しかし、脳内現象説のいうように、その先がいっさい無になり、自己が完全に消滅してしまうというのも、それはそれでさっぱりしていいなと思っている。

「死ぬのが恐くなくなった」ということ以外に、もう一つ、臨死体験者たちが異口同音にいうことがある。それは、「脳死体験をしてから、生きるということをとても大切にするようになった。よりよく生きようと思うようになった」ということである。……体験者にいわせると「いずれ死ぬときには死ぬ。生きることは生きてる間にしかできない。生きている間は、生きてる間にしかできないことを、思いっきりしておきたい」と考えるようになるからであるという。」

私は、無宗教だから立花隆と同じように臨死体験は脳内現象だとする説に組する(「自己が消滅してさっぱりする方」)が、いずれにせよ「死」とはさほど恐ろしいものではないということ知ったのは、いわばある意味での「悟り」を得たといえるだろう。

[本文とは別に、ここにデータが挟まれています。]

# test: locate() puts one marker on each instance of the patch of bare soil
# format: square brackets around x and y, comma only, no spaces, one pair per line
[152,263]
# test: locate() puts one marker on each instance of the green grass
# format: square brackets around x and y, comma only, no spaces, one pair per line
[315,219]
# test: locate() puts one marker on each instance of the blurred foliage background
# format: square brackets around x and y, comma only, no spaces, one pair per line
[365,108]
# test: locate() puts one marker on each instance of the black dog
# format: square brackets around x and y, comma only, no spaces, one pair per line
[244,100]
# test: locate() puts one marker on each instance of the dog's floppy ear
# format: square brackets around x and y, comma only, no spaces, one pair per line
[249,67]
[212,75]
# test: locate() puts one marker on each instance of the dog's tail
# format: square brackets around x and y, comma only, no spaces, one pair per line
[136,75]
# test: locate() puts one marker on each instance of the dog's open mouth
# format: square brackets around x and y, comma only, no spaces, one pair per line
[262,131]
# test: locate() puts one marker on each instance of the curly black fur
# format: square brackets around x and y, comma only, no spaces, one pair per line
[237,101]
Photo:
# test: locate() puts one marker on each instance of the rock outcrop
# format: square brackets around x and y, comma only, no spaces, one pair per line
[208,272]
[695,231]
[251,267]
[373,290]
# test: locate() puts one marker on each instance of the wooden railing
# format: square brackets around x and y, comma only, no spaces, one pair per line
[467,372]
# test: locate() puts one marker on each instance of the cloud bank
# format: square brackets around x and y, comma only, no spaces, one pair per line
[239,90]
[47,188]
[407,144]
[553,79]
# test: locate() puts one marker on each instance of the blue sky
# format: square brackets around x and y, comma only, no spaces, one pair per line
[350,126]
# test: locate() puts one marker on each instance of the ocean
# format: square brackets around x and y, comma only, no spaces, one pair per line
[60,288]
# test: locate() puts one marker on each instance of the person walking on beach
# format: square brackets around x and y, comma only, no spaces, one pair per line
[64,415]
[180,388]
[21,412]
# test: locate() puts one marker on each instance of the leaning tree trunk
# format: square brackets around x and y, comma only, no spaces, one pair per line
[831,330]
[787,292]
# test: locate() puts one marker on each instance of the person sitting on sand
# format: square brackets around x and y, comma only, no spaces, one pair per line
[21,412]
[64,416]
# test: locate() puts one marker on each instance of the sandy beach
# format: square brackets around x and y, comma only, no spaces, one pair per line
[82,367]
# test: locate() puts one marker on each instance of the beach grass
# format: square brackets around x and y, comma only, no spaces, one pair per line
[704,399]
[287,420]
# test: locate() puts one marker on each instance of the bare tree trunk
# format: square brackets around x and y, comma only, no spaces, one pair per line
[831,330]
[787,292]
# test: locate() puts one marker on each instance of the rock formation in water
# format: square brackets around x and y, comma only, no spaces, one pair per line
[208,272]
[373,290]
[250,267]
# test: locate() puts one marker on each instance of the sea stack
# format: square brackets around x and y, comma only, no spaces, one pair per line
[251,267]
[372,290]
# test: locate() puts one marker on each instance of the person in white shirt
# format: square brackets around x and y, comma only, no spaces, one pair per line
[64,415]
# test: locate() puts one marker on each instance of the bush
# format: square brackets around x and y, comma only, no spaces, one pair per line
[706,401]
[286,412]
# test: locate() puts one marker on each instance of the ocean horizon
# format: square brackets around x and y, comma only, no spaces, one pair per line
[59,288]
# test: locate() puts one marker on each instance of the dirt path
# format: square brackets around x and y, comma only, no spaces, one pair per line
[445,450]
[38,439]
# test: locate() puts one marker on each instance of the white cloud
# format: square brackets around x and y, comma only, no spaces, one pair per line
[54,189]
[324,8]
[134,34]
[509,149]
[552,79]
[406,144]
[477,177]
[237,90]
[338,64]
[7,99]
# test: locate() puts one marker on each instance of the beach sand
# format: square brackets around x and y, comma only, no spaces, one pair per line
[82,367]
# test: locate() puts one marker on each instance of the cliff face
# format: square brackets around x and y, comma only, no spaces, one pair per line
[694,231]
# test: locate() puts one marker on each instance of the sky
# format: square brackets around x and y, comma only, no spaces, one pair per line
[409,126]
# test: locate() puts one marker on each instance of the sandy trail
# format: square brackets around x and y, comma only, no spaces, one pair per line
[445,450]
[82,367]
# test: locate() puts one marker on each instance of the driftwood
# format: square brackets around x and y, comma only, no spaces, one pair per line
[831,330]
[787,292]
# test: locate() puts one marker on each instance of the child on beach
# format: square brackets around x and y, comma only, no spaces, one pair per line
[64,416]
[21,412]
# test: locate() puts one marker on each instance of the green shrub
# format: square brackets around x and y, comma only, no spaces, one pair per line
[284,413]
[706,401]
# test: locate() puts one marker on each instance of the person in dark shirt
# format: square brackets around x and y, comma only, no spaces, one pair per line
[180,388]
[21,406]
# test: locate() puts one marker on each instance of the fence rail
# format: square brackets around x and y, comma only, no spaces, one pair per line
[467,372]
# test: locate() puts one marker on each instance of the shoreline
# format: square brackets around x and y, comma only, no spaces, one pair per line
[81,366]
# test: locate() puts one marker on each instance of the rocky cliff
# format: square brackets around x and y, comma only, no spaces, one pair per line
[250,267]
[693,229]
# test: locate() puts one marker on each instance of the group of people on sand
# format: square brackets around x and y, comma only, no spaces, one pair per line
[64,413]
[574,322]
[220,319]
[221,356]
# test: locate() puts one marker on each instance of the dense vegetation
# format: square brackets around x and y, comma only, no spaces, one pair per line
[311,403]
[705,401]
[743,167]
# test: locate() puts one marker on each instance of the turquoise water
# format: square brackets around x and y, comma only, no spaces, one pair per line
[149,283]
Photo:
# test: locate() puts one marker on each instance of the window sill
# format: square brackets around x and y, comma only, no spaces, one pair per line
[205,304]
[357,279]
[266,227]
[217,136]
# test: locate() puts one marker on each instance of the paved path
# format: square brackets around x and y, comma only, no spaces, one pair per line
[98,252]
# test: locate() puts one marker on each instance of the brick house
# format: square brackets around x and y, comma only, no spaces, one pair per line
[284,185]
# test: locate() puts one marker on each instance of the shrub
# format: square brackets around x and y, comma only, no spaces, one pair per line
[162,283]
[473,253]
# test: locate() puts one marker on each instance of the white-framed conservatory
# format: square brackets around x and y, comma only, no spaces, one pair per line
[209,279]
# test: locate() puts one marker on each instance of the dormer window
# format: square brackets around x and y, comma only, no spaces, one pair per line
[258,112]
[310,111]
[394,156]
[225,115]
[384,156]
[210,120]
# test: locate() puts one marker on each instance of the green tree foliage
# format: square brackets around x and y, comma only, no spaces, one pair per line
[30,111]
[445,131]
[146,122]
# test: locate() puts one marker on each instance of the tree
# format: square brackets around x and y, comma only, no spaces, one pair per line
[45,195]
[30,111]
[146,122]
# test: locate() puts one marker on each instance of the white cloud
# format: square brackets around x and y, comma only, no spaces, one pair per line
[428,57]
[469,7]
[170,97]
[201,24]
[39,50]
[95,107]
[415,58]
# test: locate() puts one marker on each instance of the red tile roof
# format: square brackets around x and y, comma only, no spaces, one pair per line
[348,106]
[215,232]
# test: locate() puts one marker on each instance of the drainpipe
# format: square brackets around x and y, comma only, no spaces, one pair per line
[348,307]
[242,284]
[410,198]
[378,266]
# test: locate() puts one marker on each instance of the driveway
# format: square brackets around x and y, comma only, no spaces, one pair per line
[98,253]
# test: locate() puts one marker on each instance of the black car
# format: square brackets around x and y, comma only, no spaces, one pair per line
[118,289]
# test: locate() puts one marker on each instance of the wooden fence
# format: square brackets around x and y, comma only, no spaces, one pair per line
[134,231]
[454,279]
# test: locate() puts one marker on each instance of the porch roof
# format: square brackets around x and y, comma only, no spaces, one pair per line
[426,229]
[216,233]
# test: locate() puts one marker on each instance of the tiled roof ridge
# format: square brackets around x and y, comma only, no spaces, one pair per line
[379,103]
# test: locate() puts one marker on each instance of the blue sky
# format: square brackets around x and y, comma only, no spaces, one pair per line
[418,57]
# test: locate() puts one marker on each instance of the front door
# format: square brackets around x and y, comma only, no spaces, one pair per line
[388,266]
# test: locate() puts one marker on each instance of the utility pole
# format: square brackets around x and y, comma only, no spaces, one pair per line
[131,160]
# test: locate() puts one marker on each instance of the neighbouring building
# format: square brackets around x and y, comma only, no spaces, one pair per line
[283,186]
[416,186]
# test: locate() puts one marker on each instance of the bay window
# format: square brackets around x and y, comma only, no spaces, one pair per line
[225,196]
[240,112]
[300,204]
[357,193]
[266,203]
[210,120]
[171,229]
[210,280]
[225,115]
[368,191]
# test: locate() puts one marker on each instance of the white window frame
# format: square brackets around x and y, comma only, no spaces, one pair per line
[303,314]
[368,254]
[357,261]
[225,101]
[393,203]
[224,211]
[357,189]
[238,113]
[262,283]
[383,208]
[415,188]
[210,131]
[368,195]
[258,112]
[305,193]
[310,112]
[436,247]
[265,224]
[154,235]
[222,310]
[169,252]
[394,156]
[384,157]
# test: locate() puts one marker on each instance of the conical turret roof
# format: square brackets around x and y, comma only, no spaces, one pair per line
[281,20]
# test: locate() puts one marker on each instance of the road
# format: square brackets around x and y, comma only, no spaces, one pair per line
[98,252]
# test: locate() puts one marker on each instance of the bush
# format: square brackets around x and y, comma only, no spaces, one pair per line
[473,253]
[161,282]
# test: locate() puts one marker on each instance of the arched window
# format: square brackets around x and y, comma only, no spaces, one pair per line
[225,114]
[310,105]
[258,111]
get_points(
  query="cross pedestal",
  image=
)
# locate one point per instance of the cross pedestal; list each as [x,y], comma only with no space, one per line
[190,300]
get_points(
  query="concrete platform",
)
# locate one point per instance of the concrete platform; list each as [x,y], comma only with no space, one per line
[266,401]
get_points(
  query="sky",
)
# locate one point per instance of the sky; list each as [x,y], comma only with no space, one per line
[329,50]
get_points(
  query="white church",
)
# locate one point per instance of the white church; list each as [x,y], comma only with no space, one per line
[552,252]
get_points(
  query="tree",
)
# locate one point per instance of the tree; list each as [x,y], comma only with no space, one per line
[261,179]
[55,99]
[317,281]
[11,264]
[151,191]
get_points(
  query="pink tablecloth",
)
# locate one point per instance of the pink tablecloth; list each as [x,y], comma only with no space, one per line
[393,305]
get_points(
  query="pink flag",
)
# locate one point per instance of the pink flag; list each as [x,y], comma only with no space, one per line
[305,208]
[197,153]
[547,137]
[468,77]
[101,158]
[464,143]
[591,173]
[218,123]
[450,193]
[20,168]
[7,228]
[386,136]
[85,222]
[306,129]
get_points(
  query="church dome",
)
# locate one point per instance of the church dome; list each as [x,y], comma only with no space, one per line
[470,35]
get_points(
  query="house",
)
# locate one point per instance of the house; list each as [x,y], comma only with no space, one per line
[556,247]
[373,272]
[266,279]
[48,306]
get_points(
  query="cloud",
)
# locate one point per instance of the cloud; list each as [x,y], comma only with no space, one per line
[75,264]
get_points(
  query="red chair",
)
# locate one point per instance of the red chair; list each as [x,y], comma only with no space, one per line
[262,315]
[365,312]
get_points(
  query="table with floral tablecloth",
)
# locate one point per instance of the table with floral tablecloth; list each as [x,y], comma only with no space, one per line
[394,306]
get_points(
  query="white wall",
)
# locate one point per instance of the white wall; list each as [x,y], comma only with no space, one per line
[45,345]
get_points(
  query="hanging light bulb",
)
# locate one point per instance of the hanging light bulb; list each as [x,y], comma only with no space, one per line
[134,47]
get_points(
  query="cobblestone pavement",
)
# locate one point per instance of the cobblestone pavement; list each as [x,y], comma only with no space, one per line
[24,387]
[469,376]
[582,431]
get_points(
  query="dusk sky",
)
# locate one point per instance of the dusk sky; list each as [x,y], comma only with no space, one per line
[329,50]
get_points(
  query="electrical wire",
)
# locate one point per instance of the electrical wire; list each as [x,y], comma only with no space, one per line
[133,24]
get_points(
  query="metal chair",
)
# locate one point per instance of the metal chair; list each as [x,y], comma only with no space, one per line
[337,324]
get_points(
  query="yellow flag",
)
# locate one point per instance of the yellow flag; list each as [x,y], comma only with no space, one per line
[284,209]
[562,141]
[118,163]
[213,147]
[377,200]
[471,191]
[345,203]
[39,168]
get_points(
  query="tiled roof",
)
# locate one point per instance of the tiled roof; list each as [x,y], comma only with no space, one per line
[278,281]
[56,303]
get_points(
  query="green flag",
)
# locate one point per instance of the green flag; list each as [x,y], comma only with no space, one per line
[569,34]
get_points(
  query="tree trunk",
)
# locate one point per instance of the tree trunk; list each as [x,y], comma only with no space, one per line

 なお、「死のプロセスについての恐怖(苦痛)」について、この本が語るところは多くないが、その恐れの大部分が「死にゆくまでの病がもたらす苦痛への恐れ」ということであるなら、昨年ベストセラーになったという中村仁一「大往生したけりゃ医療とかかわるな - 自然死のすすめ -」 を読むことで、高齢者は「自然死」をのぞみさえすればその恐怖はおおむね取り除かれるのではないかと考えている。